Un mouvement local, des enjeux institutionnels
À Nanterre, le Pôle des admissions et des inscriptions (PAI) de l'Université Paris‑Nanterre est en grève depuis le 1er juillet. Les agents pointent une dégradation progressive des conditions d'accueil et un accroissement des tâches sans renforts humains, dans un contexte de coupes budgétaires, de dématérialisation et de réorganisations permanentes.
Le conflit s'inscrit dans une séquence sociale plus large au sein de l'université : au printemps, les personnels BIATSS ont mené un mouvement d'un mois contre le RIFSEEP et son application par la présidence, dénonçant une répartition des indemnités favorisant les échelons supérieurs. Les assemblées générales ont rassemblé jusqu'à 250 personnes, selon les sources syndicales, et ont fait émerger des revendications communes (frais d'inscription, sélection, privatisation, externalisations, répression syndicale).

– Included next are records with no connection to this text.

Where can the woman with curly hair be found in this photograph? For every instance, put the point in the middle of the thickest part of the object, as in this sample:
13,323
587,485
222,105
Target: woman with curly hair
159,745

"Chaque année, nous endossons de nouvelles tâches sans moyens supplémentaires, avec des économies faites sur le dos des étudiantEs les plus en détresse."
Les revendications et les points de rupture
Les personnels du PAI mettent en avant plusieurs motifs de colère : l'application du RIFSEEP jugée injuste (exemples chiffrés fournis par les agents : +250 €/mois pour certaines directions contre +13 €/mois pour des agents contractuels de catégorie C), la mise en place de terminaux de paiement à l'accueil décidée sans consultation et une accumulation d'unités de travail exigeantes sans renforts.
- Répartition des primes contestée et effets de concurrence entre catégories.
- Décisions managériales prises « verticalement », selon les personnels.
- Conditions d'accueil détériorées, amplifiées par des épisodes récents (canicule, réorganisations).
Calendrier et conséquences pratiques
La grève du PAI est décrite par ses initiateurs comme reconductible. Elle intervient alors que l'université entame la préparation de la rentrée administrative : inscriptions, accueil des étudiant·es étranger·es et gestion des dossiers comptables. Les agents indiquent que des mesures techniques — notamment l'introduction des TPE à l'accueil — ont été négociées en interne depuis avril 2025 et officiellement annoncées par mail le 1er avril 2026, sans concertation.
| Date | Événement |
|---|---|
| Avril 2025 | Discussions internes sur l'installation de TPE |
| 1er avril 2026 | Annonce par mail de la mise en place des TPE |
| Mai–juin 2026 | Mouvement BIATSS contre le RIFSEEP (AG jusqu'à 250 personnes) |
| 1er juillet 2026 | Début de la grève du PAI (reconductible) |
Sur le plan pratique, la mobilisation peut retarder les procédures d'inscription en présentiel et alourdir l'accueil téléphonique ou dématérialisé, affectant particulièrement les étudiant·es en situation précaire et les demandes nécessitant une prise en charge administrative personnalisée.
Points de tension et perspectives
Le conflit met en lumière des tensions entre la gouvernance de l'université et ses personnels administratifs sur la méthode (concertation vs décisions descendantes) et la redistribution des moyens. Les syndicats ont cherché à fédérer d'autres revendications — opposition à la hausse des frais pour les étudiant·es étrangers, refus de la privatisation de certains services, et critiques des restructurations des bibliothèques — ce qui complexifie les négociations potentielles.
À l'heure où la présidence a voté le RIFSEEP, les agents espèrent que la mobilisation relancera une dynamique de négociation avant la rentrée. Si aucun calendrier de reprise n'a été rendu public par les organisations, la multiplication des fronts sociaux à Paris‑Nanterre laisse présager des discussions tendues dans les semaines qui viennent.
Les étudiant·es et les familles sont invités à consulter les canaux officiels de l'université pour suivre l'évolution des inscriptions et des services d'accueil.